According to Mussulman tradition, Jethro, whom the Arabs call Schohair or Schohaib, was a great prophet; and he was sent by God to the Midianites to call them to repentance and the rejection of polytheism. Jethro was old and nearly blind. He preached to the people and exhorted them with many words and for a long season, but all his words were in vain; the Midianites would not be converted, and at length they openly accused him of being a false prophet, and denied that God had sent him.

Therefore God gave over this nation to destruction. He sent a fiery breath upon the land, and the people could not bear the great heat, and retired into the fields, where there was shadow; for God sent a cloud to hide the face of the sun, and it cast a blot of shade upon the fields. But there were old men and women and little children, and the sick who could not leave the city and take refuge in the shade.

Slowly the cloud came down from heaven, like the lid of a saucepan, and covered all the Midianites that were in the field, and the cloud was of fire, and they fried “as fish fry in an oven.” Then the angel Gabriel gave a great shout, and all that were in the city, saving Jethro and his family, died of fright when they heard his cry.
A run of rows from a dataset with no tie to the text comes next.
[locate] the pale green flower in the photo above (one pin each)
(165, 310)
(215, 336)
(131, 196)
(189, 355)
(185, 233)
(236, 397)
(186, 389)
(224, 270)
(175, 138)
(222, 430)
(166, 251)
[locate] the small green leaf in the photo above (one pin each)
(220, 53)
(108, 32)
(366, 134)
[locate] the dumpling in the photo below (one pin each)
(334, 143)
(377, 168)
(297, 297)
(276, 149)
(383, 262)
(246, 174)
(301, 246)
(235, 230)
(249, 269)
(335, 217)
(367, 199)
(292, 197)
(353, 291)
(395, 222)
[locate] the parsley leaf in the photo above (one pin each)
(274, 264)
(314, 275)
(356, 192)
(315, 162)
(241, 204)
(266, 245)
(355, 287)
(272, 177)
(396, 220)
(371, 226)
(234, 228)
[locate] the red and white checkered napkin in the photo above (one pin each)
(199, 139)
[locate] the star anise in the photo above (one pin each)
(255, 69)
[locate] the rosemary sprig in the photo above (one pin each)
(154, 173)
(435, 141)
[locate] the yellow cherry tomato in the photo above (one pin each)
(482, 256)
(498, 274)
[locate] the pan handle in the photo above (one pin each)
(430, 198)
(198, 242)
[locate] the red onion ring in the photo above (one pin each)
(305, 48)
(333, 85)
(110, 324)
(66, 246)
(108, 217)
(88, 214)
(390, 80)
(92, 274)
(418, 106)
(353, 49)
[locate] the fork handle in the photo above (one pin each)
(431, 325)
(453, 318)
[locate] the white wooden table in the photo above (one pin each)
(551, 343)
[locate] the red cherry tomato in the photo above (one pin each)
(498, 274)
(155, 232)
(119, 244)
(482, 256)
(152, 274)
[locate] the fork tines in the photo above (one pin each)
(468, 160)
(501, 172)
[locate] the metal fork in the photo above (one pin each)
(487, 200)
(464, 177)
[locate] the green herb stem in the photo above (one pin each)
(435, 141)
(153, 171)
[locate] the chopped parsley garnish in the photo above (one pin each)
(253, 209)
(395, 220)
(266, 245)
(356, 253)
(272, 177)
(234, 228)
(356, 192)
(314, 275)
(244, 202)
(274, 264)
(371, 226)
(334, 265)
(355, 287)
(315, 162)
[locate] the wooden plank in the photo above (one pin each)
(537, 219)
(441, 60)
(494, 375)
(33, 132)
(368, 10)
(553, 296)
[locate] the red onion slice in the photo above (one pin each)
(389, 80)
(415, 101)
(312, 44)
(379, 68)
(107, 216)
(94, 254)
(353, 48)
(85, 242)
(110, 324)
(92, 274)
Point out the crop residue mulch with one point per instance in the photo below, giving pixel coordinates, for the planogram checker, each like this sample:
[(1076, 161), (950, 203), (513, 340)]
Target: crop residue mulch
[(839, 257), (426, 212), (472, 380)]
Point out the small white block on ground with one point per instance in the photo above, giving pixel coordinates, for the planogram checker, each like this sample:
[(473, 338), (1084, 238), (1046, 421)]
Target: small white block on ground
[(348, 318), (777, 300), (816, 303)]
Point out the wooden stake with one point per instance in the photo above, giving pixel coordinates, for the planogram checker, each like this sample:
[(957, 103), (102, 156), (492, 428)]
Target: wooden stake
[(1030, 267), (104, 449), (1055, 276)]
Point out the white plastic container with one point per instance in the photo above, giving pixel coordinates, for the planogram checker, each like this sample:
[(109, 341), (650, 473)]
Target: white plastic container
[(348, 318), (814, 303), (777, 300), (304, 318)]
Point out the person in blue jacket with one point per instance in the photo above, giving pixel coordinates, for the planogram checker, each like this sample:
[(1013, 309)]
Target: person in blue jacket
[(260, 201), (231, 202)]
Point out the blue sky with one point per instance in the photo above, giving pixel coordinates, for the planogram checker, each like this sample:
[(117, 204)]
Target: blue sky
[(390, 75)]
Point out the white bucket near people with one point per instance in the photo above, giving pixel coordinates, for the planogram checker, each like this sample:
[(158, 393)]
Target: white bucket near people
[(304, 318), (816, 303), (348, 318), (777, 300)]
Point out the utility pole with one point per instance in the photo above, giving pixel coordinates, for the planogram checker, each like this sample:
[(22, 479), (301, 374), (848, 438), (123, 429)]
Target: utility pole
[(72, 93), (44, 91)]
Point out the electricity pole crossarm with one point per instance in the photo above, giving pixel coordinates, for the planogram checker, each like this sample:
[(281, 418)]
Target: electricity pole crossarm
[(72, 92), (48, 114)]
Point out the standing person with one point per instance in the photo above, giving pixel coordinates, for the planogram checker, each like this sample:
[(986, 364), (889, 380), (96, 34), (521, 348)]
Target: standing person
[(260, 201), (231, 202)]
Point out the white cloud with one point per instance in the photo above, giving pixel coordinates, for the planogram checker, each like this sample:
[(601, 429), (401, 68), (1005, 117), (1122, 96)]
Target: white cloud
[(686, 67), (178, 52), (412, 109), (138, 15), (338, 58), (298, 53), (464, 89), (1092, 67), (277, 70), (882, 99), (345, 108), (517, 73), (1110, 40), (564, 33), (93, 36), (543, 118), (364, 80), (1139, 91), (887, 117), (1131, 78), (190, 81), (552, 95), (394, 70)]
Then Jethro lived in the land of Midian till Moses came to him out of Egypt.452

432Vita Aseneth, filiæ Potipharis; a Greek apocryphal book, in Fabricius, iii. p. 85.
433Lib. de Mensuris et Ponderibus, § 10.
434Ephes. v. 14.
435Thess. ii. 16.
436Commen. in Eph. loc. cit.
437Prolog. infin. Duarum Hom. in Cant. Canticorum.
438Matt. Paris, Chronicle, ed. Bohn, vol. i. pp. 437, 438.
439T. i., pp. 496-759.
440Koran, Sura xxxviii. v. 43-4. Job in Arabic is Aïub.
441Eisenmenger, ii. p. 439.
442Tabari, i. p. 256.
443Maï (Angelus), Test. Job: Romæ, 1839.
444Maï (Angelus), Test. Job; Romæ, 1839.
445In the “Testament of Job” she is called Sitis.
446Tabari, i. c. lxvi; Abulfeda, pp. 27-29.
447Testament of Job.
448Koran, Sura xxi. v. 83.
449Koran, Sura xxxviii. v. 41.
450Tabari, i. p. 263.
451Koran, Sura xxxviii. v. 43.
452Tabari, i. c. lxvii; Abulfeda p. 31.